Arabica coffee prices fell again on the New York Stock Exchange this Monday (8), pressured by the advance of the Brazilian harvest and the prospects of an increase in global supply. The Arabica coffee futures contract due in July closed the session down 0.24%, quoted at US$2.45 per pound.

According to an analysis by Barchart, the progress of the harvest in Brazil continues to be the main bearish factor for prices. The devaluation of the real against the dollar also contributed to pressure on prices by stimulating exports by Brazilian producers.

According to Leonardo Rossetti, market intelligence specialist at StoneX, the market had already been accumulating significant losses in the last week. In New York, Arabica coffee contracts fell 7.6%, reaching their lowest levels in more than a year and a half.

“The main pressure factor continues to be the expectation of a record harvest in Brazil, which should significantly increase supply in the coming weeks”, says Rossetti.

Despite still being behind the pace considered ideal, the Brazilian harvest continues to advance.

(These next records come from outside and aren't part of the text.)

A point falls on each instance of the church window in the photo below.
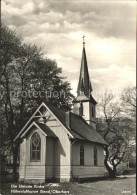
(81, 154)
(35, 147)
(95, 156)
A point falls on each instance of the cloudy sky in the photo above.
(109, 27)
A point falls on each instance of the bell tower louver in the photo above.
(84, 104)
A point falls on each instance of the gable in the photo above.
(42, 114)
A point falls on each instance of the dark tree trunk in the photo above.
(15, 163)
(112, 172)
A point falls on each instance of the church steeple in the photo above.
(84, 104)
(84, 81)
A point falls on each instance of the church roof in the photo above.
(46, 129)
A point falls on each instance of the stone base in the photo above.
(32, 181)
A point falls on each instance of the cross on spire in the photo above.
(83, 40)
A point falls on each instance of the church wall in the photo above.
(32, 171)
(50, 152)
(88, 170)
(61, 167)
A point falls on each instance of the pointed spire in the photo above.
(84, 81)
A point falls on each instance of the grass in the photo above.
(104, 187)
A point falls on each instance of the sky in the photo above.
(109, 27)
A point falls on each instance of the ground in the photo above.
(120, 185)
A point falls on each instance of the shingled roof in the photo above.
(79, 128)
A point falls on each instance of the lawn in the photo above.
(104, 187)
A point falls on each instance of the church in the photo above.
(59, 145)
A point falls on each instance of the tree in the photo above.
(116, 130)
(25, 72)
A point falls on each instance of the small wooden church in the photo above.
(60, 146)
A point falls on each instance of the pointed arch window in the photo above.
(95, 156)
(81, 154)
(35, 147)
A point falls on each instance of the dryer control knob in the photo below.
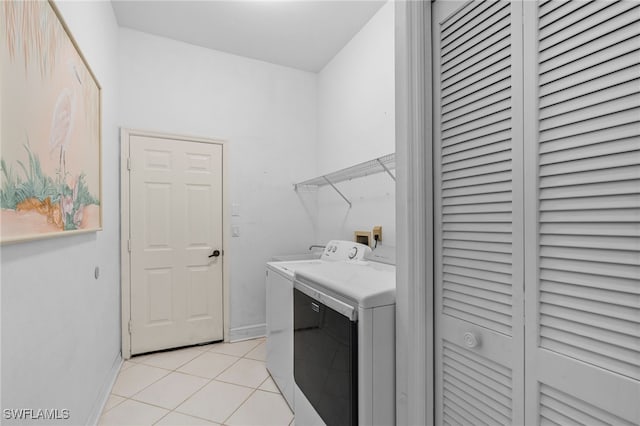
(353, 252)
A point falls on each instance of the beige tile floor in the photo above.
(218, 384)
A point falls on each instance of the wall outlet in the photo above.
(377, 230)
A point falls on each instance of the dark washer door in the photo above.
(325, 360)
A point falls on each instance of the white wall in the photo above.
(356, 123)
(60, 326)
(268, 115)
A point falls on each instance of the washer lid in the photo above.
(368, 284)
(288, 268)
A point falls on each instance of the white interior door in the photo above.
(175, 225)
(478, 212)
(583, 208)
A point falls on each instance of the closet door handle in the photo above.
(471, 340)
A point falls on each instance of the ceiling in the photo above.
(303, 34)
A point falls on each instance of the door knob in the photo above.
(471, 339)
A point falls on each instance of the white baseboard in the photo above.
(105, 391)
(247, 332)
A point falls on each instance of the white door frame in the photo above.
(125, 259)
(414, 215)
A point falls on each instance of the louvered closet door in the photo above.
(583, 212)
(478, 217)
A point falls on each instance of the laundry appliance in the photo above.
(279, 297)
(344, 343)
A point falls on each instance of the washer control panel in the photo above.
(344, 250)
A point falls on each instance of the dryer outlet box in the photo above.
(377, 231)
(362, 237)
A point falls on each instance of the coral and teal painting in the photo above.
(50, 175)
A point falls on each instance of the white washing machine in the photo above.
(279, 297)
(344, 344)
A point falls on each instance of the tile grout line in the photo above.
(209, 381)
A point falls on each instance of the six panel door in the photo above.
(176, 224)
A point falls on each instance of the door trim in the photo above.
(125, 259)
(414, 215)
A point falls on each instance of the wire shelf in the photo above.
(382, 164)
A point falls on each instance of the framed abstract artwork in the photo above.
(50, 127)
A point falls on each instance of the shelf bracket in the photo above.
(337, 190)
(386, 169)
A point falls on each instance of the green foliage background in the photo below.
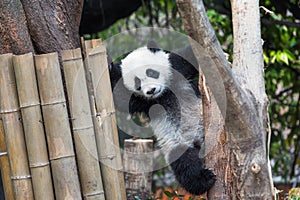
(281, 36)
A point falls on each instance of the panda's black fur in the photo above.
(179, 126)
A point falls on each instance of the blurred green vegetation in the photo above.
(281, 35)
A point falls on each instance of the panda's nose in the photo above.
(151, 91)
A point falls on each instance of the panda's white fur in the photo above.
(168, 98)
(132, 66)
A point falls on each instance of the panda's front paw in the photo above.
(190, 172)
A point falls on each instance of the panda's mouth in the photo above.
(152, 92)
(157, 93)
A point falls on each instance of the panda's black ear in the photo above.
(152, 46)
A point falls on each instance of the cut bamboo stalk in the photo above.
(82, 124)
(105, 123)
(57, 127)
(33, 127)
(138, 166)
(13, 130)
(4, 167)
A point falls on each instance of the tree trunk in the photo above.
(238, 153)
(39, 26)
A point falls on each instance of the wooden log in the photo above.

A survey by StoneX shows that work on Arabica coffee reached 23% of the cultivated area by the end of last week, compared to 16% in the previous week. In conilon coffee, the percentage harvested increased from 33% to 42% in the same period.

The scenario of greater supply was also reinforced by the most recent projections from the USDA (United States Department of Agriculture). The body estimates that Brazilian coffee production in the 2026/27 harvest will reach 71 million bags. Although below StoneX’s projection of 75.3 million bags, the volume would still represent a record for the country.

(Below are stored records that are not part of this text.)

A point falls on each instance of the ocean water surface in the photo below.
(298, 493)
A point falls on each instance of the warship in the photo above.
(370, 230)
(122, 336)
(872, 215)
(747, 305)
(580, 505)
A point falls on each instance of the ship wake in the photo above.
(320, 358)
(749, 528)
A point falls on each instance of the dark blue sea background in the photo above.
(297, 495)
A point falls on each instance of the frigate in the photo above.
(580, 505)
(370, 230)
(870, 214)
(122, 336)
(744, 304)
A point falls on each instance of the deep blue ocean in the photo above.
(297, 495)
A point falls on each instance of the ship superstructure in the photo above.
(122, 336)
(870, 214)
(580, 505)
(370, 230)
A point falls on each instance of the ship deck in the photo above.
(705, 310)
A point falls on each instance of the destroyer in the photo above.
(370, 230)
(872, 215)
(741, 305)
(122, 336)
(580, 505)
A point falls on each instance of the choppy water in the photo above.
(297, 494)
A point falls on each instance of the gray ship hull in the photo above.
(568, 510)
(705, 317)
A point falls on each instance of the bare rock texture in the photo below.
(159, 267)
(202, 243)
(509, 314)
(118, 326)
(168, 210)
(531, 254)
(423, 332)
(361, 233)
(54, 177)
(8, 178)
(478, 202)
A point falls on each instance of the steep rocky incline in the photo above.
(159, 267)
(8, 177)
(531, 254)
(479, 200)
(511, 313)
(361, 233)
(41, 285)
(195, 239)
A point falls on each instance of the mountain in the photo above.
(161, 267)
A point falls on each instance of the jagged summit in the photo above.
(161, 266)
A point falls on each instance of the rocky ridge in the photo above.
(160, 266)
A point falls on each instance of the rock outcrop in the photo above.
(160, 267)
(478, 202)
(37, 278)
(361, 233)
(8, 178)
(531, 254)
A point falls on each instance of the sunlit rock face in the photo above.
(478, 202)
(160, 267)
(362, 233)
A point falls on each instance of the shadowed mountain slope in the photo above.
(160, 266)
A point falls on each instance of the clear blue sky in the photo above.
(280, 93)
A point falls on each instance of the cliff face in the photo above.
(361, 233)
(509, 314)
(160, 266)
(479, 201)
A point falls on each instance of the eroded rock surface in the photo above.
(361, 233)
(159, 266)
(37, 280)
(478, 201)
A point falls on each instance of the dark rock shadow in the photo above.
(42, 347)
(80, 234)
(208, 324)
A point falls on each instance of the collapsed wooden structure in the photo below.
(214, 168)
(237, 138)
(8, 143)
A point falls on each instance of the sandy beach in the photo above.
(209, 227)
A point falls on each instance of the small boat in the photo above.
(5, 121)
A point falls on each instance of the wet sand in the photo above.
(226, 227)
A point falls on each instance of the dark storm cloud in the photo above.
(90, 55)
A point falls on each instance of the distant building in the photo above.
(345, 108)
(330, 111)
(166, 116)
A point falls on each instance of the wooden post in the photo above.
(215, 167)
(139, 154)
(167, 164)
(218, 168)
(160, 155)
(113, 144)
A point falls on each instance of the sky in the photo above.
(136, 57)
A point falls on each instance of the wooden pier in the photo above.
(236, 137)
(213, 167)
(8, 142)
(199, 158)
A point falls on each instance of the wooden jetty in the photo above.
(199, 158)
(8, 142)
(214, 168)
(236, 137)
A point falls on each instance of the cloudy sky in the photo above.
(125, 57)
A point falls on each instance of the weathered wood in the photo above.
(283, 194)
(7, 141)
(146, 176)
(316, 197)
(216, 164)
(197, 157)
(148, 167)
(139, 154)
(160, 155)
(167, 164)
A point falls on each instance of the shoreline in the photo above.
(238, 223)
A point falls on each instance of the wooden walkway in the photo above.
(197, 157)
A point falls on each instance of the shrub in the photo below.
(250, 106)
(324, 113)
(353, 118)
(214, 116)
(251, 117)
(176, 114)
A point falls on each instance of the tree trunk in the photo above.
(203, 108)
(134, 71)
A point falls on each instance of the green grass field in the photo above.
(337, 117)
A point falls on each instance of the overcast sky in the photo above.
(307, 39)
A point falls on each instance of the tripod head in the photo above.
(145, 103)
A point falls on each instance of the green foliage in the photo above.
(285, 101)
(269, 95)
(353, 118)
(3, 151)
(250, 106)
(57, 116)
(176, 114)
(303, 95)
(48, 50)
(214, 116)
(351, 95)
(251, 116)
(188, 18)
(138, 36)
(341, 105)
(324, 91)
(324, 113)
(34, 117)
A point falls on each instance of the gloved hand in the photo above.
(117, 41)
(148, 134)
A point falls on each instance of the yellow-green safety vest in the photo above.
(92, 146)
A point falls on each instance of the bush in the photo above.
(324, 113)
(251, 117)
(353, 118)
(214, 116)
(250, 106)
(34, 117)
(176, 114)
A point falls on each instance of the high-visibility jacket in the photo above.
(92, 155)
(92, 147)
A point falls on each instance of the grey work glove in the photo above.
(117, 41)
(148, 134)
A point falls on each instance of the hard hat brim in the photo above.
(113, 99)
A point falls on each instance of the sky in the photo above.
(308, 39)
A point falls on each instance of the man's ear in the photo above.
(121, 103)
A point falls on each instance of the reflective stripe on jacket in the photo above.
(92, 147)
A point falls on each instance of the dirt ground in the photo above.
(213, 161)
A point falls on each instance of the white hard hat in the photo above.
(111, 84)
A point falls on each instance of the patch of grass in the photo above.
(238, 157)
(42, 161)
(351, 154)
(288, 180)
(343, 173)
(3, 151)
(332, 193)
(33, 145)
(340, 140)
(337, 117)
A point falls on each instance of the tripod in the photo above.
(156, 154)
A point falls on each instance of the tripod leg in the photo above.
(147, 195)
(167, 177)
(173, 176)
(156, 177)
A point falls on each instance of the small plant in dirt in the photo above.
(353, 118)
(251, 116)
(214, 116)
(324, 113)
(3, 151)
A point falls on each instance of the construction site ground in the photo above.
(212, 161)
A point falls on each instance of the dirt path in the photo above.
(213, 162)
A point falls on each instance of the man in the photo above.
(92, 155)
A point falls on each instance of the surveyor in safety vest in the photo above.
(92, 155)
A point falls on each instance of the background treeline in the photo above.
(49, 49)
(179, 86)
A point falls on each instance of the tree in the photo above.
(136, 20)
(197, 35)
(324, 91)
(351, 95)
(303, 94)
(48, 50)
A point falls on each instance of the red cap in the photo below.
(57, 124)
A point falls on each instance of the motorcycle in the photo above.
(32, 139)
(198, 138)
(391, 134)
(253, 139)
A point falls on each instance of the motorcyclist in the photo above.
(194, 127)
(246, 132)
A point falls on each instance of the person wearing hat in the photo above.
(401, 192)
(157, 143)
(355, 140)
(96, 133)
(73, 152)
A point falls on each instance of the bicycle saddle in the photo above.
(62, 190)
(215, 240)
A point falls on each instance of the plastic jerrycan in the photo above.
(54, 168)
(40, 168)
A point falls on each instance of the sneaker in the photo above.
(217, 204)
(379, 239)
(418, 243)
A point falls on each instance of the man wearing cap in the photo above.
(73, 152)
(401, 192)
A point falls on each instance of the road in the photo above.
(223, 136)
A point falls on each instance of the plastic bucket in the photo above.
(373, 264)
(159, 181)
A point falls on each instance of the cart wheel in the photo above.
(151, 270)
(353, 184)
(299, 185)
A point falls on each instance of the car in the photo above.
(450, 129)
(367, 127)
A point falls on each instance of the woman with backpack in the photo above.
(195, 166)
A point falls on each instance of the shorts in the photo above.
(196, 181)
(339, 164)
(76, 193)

On the global stage, the USDA predicts a 6.4% growth in world coffee production in the next season, which increases supply expectations and reduces pressure on stocks.

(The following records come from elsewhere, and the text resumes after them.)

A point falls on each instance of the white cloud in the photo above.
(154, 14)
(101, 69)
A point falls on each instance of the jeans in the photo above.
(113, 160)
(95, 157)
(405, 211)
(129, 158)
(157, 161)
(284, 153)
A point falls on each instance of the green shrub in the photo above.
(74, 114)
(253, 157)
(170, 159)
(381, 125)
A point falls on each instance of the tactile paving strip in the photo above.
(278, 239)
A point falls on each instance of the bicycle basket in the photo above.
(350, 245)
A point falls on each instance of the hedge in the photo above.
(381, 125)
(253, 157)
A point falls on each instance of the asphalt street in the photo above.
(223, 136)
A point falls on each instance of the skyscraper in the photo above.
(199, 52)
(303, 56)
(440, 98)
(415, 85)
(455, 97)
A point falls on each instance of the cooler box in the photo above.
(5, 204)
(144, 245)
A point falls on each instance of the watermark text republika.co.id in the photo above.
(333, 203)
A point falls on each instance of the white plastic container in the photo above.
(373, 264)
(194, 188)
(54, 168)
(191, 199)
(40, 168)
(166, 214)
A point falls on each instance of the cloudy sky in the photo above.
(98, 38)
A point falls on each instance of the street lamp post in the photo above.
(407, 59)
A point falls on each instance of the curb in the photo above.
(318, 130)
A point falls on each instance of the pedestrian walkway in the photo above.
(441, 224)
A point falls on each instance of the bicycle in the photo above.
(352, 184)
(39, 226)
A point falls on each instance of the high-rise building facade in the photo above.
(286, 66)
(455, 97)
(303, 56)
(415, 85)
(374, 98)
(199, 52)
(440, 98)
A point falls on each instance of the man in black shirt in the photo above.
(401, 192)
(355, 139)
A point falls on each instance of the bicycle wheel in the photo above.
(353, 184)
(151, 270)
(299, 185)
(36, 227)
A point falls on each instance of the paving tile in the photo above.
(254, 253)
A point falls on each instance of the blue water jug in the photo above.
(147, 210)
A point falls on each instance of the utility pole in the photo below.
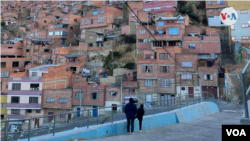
(200, 81)
(244, 90)
(121, 94)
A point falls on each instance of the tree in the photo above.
(2, 23)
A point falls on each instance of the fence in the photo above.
(51, 124)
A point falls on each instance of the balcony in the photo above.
(25, 92)
(16, 116)
(23, 106)
(26, 79)
(146, 61)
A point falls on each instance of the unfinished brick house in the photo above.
(156, 67)
(201, 49)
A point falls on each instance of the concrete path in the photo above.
(204, 129)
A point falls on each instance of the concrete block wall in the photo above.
(152, 121)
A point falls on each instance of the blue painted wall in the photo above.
(152, 121)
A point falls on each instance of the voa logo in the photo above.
(236, 132)
(228, 16)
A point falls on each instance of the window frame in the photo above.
(97, 96)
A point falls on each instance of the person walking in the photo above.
(140, 115)
(130, 111)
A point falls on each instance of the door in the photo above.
(36, 123)
(183, 91)
(95, 111)
(50, 118)
(148, 100)
(69, 117)
(191, 92)
(78, 111)
(114, 107)
(163, 100)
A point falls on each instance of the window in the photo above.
(63, 100)
(186, 64)
(210, 2)
(232, 27)
(233, 38)
(16, 86)
(50, 100)
(51, 33)
(15, 64)
(245, 38)
(29, 111)
(34, 73)
(57, 33)
(4, 74)
(131, 91)
(147, 69)
(160, 24)
(211, 10)
(243, 11)
(94, 96)
(165, 82)
(62, 116)
(61, 60)
(79, 95)
(220, 9)
(101, 11)
(165, 69)
(220, 1)
(173, 31)
(15, 111)
(100, 20)
(148, 82)
(186, 76)
(143, 31)
(15, 99)
(2, 64)
(149, 56)
(164, 56)
(152, 32)
(112, 93)
(94, 12)
(245, 25)
(208, 77)
(191, 46)
(33, 100)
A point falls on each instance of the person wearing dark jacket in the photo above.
(130, 111)
(140, 114)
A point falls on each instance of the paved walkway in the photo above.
(204, 129)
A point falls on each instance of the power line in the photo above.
(138, 19)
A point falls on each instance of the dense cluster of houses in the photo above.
(55, 67)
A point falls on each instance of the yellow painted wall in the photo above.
(3, 100)
(239, 4)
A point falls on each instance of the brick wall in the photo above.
(57, 94)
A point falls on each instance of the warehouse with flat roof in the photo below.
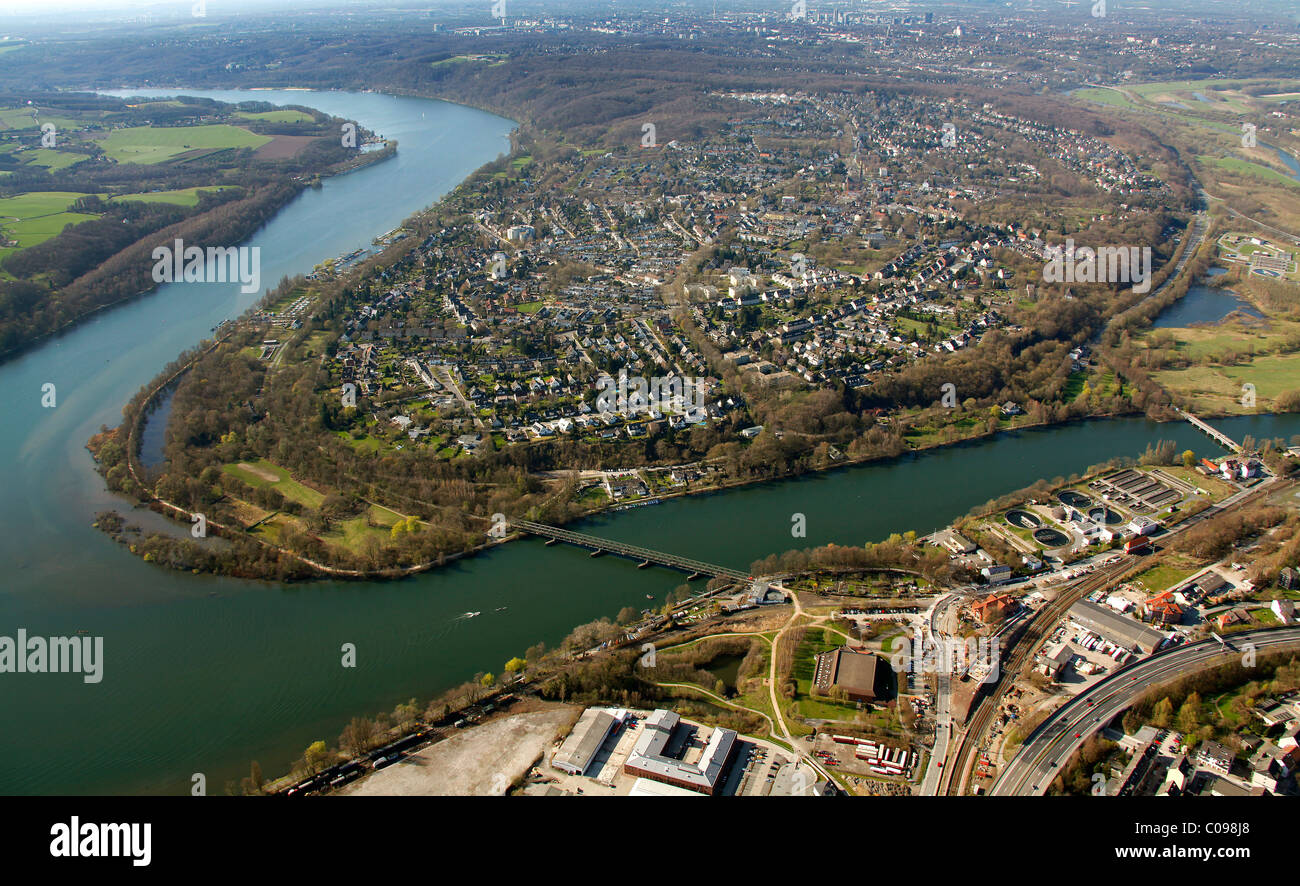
(1118, 629)
(857, 673)
(650, 756)
(585, 741)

Over the next few weeks, the market should closely monitor weather conditions in Brazil’s main Arabica coffee producing regions. Temperatures close to 5°C during winter can increase price volatility. The impacts of the La Niña phenomenon between August and September are also on the radar, a period considered decisive for the flowering of the next harvest.

Cocoa

Cocoa futures closed with advances driven by concerns about weather conditions in Côte d’Ivoire and a movement to cover short positions by investors. The contract due in July advanced 1.83% and closed at US$3,831 per ton.

According to an analysis by Barchart, reports from Ivorian producers indicate that strong rains and winds hit producing areas of the country, causing damage to cocoa trees and destroying young flower buds. The situation raised concerns about the production potential of the next harvest and supported prices.

In addition to climate issues, the market was also influenced by the intense movement of investment funds. After weeks of strong downward pressure, investors began to repurchase contracts to close short positions, a movement known as covering short positions, which contributed to the recovery in prices.

Despite Monday’s rise, the market remains attentive to the increase in global stocks of the commodity. Last Friday, cocoa prices had fallen to their lowest levels in recent weeks in New York and London, pressured by the increase in certified stocks.

Stocks monitored by ICE, a reference exchange for the international market, reached 2.93 million bags, the highest level in approximately one year and nine months. The increase in physical availability of the product continues to put pressure on prices and limits more significant recovery movements.

Sugar

Sugar futures contracts ended the session lower on the New York Stock Exchange, despite the rise in oil prices, which brought some support to the market throughout the day.

The contract due in July fell 0.14% and closed at 14.12 cents per pound.

According to an analysis by Barchart, the rise in crude oil helped partially support sugar prices. With the appreciation of the energy commodity, ethanol becomes more competitive, increasing the possibility that plants will direct a greater portion of sugar cane to the production of biofuel instead of sugar.

This movement tends to reduce the global supply of the sweetener and, consequently, support international prices.

Cotton

Cotton futures contracts ended this session with moderate gains on the New York Stock Exchange. The month for July advanced 0.17% and closed at 73.39 cents per pound.

The market found support mainly in the weakness of the US dollar. A weaker dollar tends to increase the competitiveness of United States commodities on the international market, boosting demand and supporting cotton prices.

Furthermore, oil prices also rose throughout the session, contributing to a more positive environment for agricultural commodities.

Orange juice

The future expiration date for orange juice for delivery in July ended with an appreciation of 0.75%, with the contract closing at US$ 1.60 per pound.